44. A machine according to claim 43 in which a block-lift is provided in cooperation with the following section of the in-feed conveyor behind the block-stopping unit, and an electrically-actuated ram for said lift connected in said electric circuit.

45. A machine according to claim 44 in which a supply conveyor of Y-form is provided for supplying blocks to the in-feed conveyor, said supply conveyor having two converging sections and a common receiving section, and electrically-actuated motors for independently controlling the respective three sections, all of said motors being connected in said electric circuit.

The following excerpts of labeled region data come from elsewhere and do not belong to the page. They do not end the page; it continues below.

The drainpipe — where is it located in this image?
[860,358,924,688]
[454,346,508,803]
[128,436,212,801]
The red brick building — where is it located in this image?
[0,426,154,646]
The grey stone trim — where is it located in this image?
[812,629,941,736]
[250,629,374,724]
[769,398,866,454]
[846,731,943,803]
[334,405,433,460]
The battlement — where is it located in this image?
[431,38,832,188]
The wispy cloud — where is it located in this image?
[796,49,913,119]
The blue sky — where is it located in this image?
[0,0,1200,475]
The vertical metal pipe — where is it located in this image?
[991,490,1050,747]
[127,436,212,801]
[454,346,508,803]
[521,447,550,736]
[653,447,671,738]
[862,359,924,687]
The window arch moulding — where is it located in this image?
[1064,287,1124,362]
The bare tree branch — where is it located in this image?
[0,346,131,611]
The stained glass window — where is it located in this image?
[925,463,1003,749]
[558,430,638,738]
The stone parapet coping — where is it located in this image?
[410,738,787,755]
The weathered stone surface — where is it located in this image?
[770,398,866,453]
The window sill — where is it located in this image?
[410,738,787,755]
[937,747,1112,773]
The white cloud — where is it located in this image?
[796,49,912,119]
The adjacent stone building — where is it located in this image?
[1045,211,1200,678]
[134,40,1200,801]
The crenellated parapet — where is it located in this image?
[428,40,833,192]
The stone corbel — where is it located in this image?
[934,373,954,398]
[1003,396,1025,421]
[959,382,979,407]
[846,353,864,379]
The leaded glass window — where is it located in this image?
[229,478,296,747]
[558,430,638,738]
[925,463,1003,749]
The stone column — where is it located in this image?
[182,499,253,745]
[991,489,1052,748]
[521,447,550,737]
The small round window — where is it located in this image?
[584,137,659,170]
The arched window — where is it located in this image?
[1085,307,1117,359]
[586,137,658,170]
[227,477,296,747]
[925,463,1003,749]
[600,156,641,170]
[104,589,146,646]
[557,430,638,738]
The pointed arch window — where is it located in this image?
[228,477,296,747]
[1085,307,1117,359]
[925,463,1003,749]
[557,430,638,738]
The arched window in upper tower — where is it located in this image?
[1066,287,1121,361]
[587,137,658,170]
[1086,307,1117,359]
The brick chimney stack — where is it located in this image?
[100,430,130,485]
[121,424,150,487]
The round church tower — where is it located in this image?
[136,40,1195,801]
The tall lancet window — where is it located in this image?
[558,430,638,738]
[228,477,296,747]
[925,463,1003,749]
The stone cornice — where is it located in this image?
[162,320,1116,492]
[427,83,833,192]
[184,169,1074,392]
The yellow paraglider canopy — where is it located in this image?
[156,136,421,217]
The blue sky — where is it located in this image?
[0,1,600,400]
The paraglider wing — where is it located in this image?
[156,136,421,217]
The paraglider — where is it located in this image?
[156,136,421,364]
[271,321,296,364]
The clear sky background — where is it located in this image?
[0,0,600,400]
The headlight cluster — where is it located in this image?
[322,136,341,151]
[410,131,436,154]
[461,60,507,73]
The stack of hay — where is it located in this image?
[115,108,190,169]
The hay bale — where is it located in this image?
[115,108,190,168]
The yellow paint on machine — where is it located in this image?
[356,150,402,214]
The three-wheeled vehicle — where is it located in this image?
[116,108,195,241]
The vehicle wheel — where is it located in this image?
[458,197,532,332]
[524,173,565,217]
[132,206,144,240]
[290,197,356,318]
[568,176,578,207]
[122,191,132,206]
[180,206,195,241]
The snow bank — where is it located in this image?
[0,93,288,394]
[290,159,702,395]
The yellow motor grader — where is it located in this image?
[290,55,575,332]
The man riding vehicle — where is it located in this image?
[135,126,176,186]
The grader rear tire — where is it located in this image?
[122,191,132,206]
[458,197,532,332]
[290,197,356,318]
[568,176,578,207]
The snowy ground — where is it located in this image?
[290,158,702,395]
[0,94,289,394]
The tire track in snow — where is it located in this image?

46. A machine according to claim 45 in which an air-actuated electrically-controlled adhesive flow gun is carried at each end of the carriage for applying adhesive to the upper edges of rows of blocks supported respectively on said in-feed conveyor and said course-forming conveyor, and a pair of air-actuated electrically-controlled adhesive supply guns are provided over the course-forming conveyor beyond the pusher for applying adhesive to the top edges of the formed block course in said guides at the ends of the course, all of said guns being connected in said electric circuit.

47. A machine according to claim 46 including an air-actuated electrically-controlled pump connected to all of said flow guns for supplying adhesive thereto.

48. A machine according to claim 47 in which all of said rams are incorporated in a hydraulic circuit which includes hydraulic valves for controlling the respective rams, said valves being solenoid-operated, said flow guns being incorporated in an air circuit which includes air valves for controlling the respective guns, said valves being solenoid operated.